Li Gerhalter folgt in ihrem Buch der Forschung. Frühe Tagebuchaufzeichnungen finden sich unter den „Elterntagebüchern“, wo Eltern die Fortschritte der eigenen Kinder notierten. Das gab es bereits ab dem 17. Jahrhundert für Fürstenkinder, Wissenschaftler nahmen oft die eigenen Kinder auch als Forschungsobjekt (wobei die Fragwürdigkeit dieser Haltung durchaus zu diskutieren ist). Die Zeitgeschichte benutzt die Tagebücher als historische Dokumente (worum es hier nicht geht), die Kinderpsychologie fand neben Elterntagebüchern die schriftlichen Zeugnisse von Jugendlichen selbst als wichtigste Quelle, wobei es, Zitat, um den „sozialen und kontextuellen Charakter der individuellen seelischen Befindlichkeit“ geht. Dabei ergibt sich auch die wissenschaftlich zu erforschende Frage, aus welcher seelischen Disposition heraus Jugendliche Tagebuch führen (und was viele von ihnen später bewogen hat, diese so persönlichen Dokumente Wissenschaftlern zur Verfügung zu stellen).

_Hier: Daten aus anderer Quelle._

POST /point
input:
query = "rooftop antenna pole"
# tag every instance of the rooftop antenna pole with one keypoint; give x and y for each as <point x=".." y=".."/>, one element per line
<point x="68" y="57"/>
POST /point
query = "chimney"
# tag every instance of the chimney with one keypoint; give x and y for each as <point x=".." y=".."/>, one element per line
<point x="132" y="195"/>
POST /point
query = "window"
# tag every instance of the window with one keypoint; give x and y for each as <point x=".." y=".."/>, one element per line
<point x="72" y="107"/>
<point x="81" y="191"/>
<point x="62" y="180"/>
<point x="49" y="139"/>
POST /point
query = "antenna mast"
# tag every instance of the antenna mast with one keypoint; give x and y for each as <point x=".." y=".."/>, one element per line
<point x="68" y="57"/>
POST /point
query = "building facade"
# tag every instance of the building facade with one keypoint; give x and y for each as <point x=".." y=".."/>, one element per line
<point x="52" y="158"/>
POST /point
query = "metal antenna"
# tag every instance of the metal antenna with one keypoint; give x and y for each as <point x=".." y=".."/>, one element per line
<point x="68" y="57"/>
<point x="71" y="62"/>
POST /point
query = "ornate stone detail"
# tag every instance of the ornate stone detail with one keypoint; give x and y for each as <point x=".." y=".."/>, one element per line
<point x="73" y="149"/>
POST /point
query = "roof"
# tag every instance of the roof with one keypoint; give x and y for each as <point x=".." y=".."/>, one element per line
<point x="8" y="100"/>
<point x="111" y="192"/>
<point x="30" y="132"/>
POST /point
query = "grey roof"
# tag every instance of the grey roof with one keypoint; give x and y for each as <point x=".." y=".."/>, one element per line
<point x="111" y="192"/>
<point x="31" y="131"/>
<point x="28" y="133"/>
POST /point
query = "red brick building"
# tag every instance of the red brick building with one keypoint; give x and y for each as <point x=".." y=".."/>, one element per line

In der zweiten Hälfte des 19. Jahrhunderts entwickelte sich die Fachrichtung Psychologie von Deutschland aus. Auf die Entwicklung von Kindern und Jugendlichen wurde besonderes Augenmerk gelegt. Dabei schafften es „Elterntagebücher“ – die allerdings zu den „Fremdbeobachtungen“ Jugendlicher zählen – zu Erfolgen im Buchhandel, etwa „Bubis erste Kindheit“ des Ehepaares Gertrud und Ernst Scupin aus Breslau, die 1907 die Aufzeichnungen über ihren Sohn Wolfgang heraus brachten und Bericht und eigene Analyse kombinierten.
Damals findet sich häufig das Phänomen von Ehepaaren, die in diesem Bereich zusammen arbeiteten – auch Clara und William Stern (sie publizierten u.a. auf Grund eigener Erfahrungen über die Kindersprache, und die drei Kinder Stern wurden in der Psychologie durch die Untersuchungen ihrer Eltern an ihnen zu historischen Größen), Rosa und David Katz (über Erziehungsfragen). Auch Maria Jahoda, die bekannte Sozialistin österreichischer Geschichte, und ihr Gatte Paul Felix Lazarsfeld dokumentierten ihre Tochter Lotte mit wissenschaftlichem Ergebnis.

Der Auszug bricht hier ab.